Lecturer in Gender Studies and author Helen Boyd delivered a talk and reading Monday, Feb. 18 to a hall jam-packed with students, faculty, and people from all over the area.
Following a reception in the Science Hall atrium, Associate Professor of Physics Megan Pickett introduced Boyd and her partner Betty Crow. Boyd and Crow took the stage at 7 p.m. and, over the next hour and a half, delighted and enlightened the crowd with their talk titled “Transgender Couples, Queer Heterosexuals, and Marriage Rights.”
The two met in New York City and one month into dating, Betty, then presenting as a man, told Boyd she occasionally liked to dress as a woman. Boyd and Crow, then an off-Broadway actor, began to go out together in drag sometimes.
As members of the artistic community living in New York, it was a fun thing to do — one that neither thought that much of at the beginning.
One night, on their way back from dinner out, Helen looked at her partner, then dressed as a woman, and realized how natural it seemed. It was at that time, which they now call the “Mexican Restaurant Moment,” that Betty’s transition became a reality.
The couple was married in 2001 in the state of New York. They were married as a man and a woman, or as they put it, “A heterosexual couple with a twist,” but their submission to the institution of marriage was still an issue.

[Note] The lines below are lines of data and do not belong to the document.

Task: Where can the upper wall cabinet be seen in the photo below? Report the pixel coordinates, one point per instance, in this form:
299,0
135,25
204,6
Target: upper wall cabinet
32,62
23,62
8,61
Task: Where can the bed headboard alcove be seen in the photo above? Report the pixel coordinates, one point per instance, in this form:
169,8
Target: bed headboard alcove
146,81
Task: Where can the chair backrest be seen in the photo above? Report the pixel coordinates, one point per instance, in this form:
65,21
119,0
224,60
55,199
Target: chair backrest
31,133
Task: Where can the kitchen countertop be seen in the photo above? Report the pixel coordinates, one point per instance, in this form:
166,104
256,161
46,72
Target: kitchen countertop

Queer friends criticized them for partaking in a corrupt institution that they couldn’t be part of. In the end though, they wanted the legal rights allowed through marriage and the chance to bring their family and friends together in celebration.

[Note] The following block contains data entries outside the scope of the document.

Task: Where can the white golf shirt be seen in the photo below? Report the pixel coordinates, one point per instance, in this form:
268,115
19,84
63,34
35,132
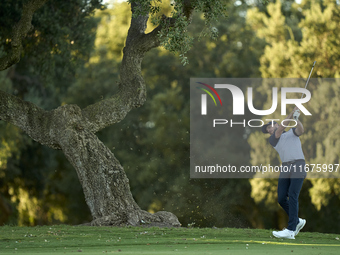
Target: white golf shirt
288,145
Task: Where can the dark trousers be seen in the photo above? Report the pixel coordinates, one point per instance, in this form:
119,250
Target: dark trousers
288,190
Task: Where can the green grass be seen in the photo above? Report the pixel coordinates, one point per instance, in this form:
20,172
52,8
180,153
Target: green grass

When Crow began to transition, Boyd had questions of her own about the ease of gender transition and couples like them “making it.” However, in the world of transgender literature and information, Boyd found almost no accounts of couples surviving a transition together and even fewer from the perspective of the partner.
Boyd began asking questions and doing a lot of research before writing her first book, which was published in 2003.
“I wrote ‘My Husband Betty’ to give couples like us more information,” said Boyd.
In the time following the publication of ‘My Husband Betty.’ Crow was living more as a female than a male. It was this experience that convinced Crow that she wanted to live as Betty full-time.
During her transition, Crow always made a point to keep everything in context: “After transitioning, a lot of people find that they’ve isolated themselves from their friends and family, lost their job. They find themselves in the middle of wreckage and realize they were the bomb.”
From the beginning, Crow made a point of transitioning as slowly as she could so her loved ones, particularly Boyd, could keep up with her. Both developed the philosophy of presenting themselves and being seen as a person first and above all else, as so much of what makes up our personalities is not gendered.
Crow’s transition did, of course, have its complications. Boyd, who had always considered herself heterosexual, found Crow’s transition harder for herself than she had anticipated. When in public, the two went from being a socially acceptable heterosexual couple to being perceived as a lesbian couple, a change that Boyd admitted took a while to adjust to.
Crow began transitioning socially a few years ago and since that time have spoken together at conferences and given book readings all over the U.S. Boyd wrote a second book titled “She’s Not the Man I Married: My Life with a Transgender Husband,” published in 2007, which she read from during her talk.
They will be celebrating their tenth anniversary this April.
When asked where they see themselves in 30 years, neither knows except that they hope to be there together.